Aug
01
"Méthanisation" de la société.

Sans la paupérisation découlant du collectivisme écrasant par l'impôts et les prélèvements les revenus nets, contraignant à délocaliser la production pour produire moins cher, la misérable politique de la gauche intersectionnelle ne prospérerait pas. Elle la cultive sur un fond de déculturation, de destruction des liens sociaux fondés sur la recherche de l'intérêt commun. Et celui-ci n'est pas la somme des intérêts particuliers. La loi de la République est celle de la majorité des voix exprimées et n'est pas celle de minorités bruyantes. Toute décomposition produit du méthane. Celle de notre société est parfaitement idenfiable dans les manifestations chroniques du samedi, aux motivations instillées par l'injection de virus idéologiques successifs avec le seul but, la destruction de la société libérale que le national socialisme rampant ne dénonce pas. À bout d'argument, la défense de la liberté par des manifestants sans références politiques établies révèlent une fois de plus qu'ils ne savent pas de quoi ils parlent. D'abord parce que la liberté, c'est l'enfer. Elle consiste à se prendre totalement en charge. Ce qu'ils demandent en réalité, c'est la liberté de nuire à l'intérêt général aux dépens et a la charge des autres. Seule l'attention complaisante des médias qui ne parlent que des trains en retard, donne à la méthanisation de notre société une légitimité alors qu'il ne s'agit que des conséquences des sujets qui fâchent. Ceux-là devaient être éradiqués par les réformes qui étaient le programme de l'élection présidentielle de 2017 et de la législature en cours.
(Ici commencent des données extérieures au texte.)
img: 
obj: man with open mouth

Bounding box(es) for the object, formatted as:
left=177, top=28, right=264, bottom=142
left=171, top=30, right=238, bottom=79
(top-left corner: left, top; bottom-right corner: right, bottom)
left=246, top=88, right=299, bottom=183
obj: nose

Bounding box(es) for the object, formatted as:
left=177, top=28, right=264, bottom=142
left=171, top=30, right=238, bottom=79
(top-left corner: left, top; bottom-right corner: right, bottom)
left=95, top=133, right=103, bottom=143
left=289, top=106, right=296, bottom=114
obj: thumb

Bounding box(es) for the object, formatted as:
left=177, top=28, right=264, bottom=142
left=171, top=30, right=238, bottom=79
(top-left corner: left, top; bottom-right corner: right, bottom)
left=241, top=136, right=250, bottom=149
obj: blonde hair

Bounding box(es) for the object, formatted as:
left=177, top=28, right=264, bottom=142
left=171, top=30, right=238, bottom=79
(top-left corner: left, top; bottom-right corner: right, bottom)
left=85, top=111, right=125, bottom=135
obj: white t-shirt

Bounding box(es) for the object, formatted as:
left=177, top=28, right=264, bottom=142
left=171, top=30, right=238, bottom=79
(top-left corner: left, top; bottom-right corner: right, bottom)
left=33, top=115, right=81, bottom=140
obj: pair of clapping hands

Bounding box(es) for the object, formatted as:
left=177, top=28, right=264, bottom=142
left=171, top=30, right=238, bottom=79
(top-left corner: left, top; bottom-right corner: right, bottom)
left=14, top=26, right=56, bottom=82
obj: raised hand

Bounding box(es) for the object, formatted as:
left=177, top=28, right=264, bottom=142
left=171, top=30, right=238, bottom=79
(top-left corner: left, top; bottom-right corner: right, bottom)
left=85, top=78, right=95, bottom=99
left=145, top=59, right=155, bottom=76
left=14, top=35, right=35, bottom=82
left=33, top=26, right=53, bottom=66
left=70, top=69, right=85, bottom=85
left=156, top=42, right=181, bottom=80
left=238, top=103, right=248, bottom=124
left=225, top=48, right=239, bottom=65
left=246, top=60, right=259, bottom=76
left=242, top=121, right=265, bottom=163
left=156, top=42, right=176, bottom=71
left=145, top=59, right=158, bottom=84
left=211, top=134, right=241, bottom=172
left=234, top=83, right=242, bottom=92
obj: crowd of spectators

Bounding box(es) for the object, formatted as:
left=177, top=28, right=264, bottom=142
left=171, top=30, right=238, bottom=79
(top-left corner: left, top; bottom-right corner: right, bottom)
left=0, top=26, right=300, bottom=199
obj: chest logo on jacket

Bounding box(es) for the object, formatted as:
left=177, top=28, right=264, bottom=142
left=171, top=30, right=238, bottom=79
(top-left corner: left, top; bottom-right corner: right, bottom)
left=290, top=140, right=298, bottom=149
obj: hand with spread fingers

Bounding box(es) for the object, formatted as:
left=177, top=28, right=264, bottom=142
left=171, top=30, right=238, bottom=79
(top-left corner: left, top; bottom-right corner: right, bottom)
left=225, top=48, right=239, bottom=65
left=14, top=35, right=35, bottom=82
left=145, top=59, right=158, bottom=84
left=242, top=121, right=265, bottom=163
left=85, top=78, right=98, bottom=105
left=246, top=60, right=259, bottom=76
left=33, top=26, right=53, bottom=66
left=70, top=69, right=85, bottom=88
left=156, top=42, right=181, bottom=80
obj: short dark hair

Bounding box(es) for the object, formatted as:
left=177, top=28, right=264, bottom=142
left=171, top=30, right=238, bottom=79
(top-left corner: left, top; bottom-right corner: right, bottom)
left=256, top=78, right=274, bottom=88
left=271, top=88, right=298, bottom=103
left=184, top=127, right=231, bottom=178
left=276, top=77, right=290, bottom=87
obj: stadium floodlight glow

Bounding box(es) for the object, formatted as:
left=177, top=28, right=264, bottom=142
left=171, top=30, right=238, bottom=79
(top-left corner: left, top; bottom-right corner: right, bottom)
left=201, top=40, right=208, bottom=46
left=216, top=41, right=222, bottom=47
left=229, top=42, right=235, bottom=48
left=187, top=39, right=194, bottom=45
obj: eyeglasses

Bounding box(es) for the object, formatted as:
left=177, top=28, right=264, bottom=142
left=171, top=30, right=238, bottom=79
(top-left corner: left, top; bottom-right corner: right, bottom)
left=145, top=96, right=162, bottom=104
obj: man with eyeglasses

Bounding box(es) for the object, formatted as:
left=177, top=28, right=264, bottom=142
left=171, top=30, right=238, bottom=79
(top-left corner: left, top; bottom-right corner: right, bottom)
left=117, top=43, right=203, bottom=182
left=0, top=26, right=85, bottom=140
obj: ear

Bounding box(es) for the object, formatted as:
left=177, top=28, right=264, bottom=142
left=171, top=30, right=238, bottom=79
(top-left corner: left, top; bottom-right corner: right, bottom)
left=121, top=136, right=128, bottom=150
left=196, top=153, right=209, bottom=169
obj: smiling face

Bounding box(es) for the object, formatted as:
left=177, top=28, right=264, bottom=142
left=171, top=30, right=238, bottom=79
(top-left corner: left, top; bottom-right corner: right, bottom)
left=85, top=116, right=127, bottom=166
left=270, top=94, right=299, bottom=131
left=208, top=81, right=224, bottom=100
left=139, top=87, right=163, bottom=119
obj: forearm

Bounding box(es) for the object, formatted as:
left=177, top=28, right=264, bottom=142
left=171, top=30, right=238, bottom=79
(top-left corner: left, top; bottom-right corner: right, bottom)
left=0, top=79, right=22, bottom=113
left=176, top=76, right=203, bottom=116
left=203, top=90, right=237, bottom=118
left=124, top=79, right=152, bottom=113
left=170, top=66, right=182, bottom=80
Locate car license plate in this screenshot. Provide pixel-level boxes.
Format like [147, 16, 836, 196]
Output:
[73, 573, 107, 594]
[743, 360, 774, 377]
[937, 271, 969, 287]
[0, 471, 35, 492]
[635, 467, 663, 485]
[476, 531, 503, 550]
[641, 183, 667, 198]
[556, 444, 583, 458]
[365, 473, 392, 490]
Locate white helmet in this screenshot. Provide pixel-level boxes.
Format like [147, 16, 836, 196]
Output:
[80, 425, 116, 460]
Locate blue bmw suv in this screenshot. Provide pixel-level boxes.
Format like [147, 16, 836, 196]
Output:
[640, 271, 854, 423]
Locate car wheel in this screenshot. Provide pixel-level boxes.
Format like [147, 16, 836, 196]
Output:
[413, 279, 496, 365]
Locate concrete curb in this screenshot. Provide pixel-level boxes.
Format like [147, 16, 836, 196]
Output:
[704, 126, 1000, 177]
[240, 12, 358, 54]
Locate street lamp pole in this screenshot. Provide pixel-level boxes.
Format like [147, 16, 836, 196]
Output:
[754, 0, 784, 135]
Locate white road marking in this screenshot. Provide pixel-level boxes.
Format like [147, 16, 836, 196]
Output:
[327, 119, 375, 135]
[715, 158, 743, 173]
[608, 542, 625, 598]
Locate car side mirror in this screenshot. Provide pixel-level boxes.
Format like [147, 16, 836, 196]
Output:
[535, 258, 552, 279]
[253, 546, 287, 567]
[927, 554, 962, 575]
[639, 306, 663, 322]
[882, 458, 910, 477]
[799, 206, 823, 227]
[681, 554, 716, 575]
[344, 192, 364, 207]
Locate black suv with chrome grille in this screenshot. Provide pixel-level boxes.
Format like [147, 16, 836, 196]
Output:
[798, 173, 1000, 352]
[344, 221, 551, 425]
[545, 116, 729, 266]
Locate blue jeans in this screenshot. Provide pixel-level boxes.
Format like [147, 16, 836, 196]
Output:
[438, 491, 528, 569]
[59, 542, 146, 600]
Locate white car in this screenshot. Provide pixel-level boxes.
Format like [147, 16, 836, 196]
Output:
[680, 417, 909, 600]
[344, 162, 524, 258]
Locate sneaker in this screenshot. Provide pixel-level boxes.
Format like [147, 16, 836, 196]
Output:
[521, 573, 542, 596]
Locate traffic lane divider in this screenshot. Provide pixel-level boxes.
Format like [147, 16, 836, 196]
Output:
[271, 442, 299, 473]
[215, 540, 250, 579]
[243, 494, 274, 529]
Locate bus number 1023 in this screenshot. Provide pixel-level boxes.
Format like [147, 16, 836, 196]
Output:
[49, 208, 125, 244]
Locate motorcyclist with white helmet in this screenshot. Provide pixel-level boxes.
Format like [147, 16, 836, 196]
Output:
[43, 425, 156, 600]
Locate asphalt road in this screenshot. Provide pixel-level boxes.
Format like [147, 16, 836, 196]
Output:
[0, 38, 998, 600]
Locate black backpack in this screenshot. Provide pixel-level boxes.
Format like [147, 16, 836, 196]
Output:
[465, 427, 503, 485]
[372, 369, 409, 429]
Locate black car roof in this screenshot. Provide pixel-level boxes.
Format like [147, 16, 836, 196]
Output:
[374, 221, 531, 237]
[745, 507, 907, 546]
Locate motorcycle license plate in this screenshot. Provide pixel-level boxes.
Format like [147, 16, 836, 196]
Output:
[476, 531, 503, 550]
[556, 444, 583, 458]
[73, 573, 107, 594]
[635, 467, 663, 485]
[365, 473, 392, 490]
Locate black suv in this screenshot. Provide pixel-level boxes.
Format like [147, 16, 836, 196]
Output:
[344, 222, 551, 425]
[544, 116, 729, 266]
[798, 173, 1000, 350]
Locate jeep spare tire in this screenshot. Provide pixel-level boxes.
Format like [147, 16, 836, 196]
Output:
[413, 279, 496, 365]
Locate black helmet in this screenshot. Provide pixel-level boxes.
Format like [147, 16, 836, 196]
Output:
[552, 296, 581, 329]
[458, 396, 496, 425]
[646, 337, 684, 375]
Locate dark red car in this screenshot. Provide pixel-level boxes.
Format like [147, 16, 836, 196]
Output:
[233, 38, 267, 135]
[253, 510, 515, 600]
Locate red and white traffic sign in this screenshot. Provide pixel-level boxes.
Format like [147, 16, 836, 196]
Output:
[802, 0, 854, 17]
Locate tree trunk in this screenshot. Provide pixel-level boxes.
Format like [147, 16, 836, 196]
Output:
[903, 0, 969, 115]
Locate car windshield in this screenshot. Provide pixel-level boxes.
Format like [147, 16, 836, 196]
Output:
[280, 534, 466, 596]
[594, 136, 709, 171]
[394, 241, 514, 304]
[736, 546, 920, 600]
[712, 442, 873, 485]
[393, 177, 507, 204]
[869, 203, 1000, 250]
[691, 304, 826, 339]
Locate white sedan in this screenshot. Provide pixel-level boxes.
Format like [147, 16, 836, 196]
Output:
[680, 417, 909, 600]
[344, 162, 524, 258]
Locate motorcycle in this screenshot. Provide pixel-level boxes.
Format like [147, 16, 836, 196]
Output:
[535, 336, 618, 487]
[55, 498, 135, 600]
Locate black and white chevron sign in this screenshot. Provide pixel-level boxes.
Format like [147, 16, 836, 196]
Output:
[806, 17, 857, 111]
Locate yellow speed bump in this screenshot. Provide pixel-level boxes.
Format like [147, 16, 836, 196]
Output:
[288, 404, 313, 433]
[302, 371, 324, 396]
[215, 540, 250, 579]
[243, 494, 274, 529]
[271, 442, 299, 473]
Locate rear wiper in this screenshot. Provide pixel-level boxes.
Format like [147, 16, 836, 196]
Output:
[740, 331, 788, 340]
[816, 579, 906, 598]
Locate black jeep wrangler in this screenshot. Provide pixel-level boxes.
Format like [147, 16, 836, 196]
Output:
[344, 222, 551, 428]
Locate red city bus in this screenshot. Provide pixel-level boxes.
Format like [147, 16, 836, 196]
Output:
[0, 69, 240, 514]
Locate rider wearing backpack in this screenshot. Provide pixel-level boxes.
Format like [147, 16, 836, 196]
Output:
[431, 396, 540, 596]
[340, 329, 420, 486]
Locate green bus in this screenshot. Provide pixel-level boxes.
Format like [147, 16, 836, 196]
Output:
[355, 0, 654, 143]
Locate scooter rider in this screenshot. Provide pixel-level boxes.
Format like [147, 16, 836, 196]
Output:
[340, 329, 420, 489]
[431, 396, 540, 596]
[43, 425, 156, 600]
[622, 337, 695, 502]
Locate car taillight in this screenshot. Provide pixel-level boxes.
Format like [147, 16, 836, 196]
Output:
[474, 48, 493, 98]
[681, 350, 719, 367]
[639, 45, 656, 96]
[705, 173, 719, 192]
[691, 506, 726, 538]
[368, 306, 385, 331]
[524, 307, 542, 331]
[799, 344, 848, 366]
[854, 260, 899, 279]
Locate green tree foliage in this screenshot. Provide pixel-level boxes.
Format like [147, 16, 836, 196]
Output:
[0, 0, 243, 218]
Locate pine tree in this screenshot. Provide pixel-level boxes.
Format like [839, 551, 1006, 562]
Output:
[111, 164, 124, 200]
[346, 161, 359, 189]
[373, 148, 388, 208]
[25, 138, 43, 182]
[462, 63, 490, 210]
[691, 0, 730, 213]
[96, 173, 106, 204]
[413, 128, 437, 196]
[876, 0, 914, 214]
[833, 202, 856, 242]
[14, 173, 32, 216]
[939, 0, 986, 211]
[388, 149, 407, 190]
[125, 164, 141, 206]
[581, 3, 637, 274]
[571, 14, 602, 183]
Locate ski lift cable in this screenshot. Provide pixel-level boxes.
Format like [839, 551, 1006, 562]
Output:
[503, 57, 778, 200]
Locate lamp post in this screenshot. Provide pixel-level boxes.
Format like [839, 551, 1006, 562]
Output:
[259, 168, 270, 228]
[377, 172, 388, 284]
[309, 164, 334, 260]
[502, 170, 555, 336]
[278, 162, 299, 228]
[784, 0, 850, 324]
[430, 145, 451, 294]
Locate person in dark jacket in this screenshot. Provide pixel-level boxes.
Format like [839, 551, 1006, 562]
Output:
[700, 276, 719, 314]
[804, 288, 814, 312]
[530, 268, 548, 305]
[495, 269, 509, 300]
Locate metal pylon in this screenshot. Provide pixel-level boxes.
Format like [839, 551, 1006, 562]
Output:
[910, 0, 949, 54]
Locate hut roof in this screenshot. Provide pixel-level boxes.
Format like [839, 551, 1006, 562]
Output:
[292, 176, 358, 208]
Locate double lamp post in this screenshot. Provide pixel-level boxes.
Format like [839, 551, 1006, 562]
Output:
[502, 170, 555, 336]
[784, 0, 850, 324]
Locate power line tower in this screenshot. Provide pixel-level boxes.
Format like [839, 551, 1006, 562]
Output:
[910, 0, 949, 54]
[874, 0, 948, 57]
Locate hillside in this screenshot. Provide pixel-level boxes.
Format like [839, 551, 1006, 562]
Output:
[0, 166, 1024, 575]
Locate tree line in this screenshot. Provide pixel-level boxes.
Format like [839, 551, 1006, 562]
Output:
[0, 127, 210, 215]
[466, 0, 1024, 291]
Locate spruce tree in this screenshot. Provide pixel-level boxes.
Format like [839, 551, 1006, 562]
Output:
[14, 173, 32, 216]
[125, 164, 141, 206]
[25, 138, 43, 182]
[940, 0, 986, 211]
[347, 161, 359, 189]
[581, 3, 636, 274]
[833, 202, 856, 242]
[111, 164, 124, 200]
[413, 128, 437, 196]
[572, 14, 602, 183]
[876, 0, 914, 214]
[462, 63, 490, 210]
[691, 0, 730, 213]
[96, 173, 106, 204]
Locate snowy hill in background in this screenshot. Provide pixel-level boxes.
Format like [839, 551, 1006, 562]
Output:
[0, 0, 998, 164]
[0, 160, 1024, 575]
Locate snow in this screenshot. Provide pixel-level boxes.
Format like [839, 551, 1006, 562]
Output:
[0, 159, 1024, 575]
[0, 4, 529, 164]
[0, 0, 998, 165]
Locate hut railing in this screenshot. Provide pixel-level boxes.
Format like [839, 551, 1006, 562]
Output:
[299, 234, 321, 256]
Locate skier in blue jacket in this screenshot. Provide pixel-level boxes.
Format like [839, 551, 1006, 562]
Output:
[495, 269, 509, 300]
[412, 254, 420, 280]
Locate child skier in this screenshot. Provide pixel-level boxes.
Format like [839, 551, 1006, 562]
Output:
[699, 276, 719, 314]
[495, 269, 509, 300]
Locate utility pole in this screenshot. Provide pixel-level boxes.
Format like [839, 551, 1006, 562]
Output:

Et si cette "méthanisation" était une fermentation, ce serait une surprise pour les prochaines élections, ce dont de toute évidence personne ne croit vraiment ? Nos râleurs éventuellement casseurs appartiennent à la même frange de la population, celle des ignorants et des "imbéciles utiles" cultivés par une idéologique propre à toutes les formes d'extrémisme, de destruction de l'Éducation Nationale, de notre langue, collectivistes ou populistes coupeurs de têtes, militants des déficits et autre billevesées démagogiques de droite ou de gauche radicales.
Dans combien de temps notre pays sera auto vacciné contre les vagues de virus idéologiques mutant quasiment chaque semaine, cultivés sur le terreau du désarroi d'une société en basculement technologique, économique et social ?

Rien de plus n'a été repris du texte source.